What is cooking in the pots in Trikala? Recipes
with sausage, traditional hylopites pasta and pies,
halva and different types of cheese... Trikala and
the wider region is a fertile field, with popular
products seducing locals and visitors. It is a culinary
surprise created by the passing of many nations
(Pontic Greeks, Sarakatsani and people from Asia
Minor), as well as invaders that defined the local
“menu”. Another factor of major importance is the
geographic wealth of the region, combining the
flatland of Thessaly with the mountain, resulting in
the production of a lot of goods.

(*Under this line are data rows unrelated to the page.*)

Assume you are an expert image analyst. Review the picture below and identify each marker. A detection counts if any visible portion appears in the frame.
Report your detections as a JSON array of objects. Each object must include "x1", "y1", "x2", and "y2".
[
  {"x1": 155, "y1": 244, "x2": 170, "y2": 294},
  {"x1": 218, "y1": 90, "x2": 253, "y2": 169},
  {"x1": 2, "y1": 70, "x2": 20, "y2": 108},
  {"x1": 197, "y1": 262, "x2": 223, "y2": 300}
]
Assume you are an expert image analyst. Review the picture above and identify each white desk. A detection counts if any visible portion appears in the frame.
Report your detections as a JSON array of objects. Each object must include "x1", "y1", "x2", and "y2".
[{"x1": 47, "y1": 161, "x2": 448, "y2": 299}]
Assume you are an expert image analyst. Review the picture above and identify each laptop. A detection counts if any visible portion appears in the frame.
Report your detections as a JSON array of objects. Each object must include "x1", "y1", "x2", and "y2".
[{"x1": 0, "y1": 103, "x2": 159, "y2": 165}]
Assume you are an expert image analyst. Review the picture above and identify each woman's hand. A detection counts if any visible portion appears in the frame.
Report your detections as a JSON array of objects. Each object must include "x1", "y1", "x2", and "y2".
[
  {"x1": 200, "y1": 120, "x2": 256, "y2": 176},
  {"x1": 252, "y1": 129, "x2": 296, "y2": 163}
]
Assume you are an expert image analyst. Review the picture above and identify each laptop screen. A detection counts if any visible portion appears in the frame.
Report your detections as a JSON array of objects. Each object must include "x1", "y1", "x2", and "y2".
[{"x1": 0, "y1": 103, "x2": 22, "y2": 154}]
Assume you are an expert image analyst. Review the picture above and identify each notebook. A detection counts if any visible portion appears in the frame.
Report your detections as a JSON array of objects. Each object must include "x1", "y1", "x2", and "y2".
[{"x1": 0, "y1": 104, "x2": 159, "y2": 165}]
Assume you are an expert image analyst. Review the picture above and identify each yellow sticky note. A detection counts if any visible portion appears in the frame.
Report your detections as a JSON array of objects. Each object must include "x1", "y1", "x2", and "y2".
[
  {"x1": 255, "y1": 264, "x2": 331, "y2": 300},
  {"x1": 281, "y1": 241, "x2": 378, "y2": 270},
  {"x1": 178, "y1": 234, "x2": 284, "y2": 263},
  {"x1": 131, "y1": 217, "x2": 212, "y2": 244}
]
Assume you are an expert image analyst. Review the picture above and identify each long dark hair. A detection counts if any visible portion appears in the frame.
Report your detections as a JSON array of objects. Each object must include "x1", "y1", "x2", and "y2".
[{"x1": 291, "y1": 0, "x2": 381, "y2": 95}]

Don’t leave unless
you taste the popular sausage with leek, delicious
sorts of cheese and dairy products (also exported),
with “galotyri” (a sour and fluid type of cheese) and
the Feta cheese from Trikala being the most famous
ones, as well as the renowned Halva (similar to the
type of Halva from Farsala but made with a differ-
ent recipe), the traditional spoon sweets, honey and
hylopites pasta, beverages made from mountain
herbs, fruit and vegetables of the season, chestnuts
and walnuts... Of course, a special mention should
be made to the delicious tsipouro and wine, the
production of which is a tradition for locals. You
should definitely taste the premium quality meat
and bushmeat, casserole dishes like boiled goat
with frumenty and pan with pork meat and leek, pies
like frumenty pie and “batzina” (zucchini pie). Enjoy!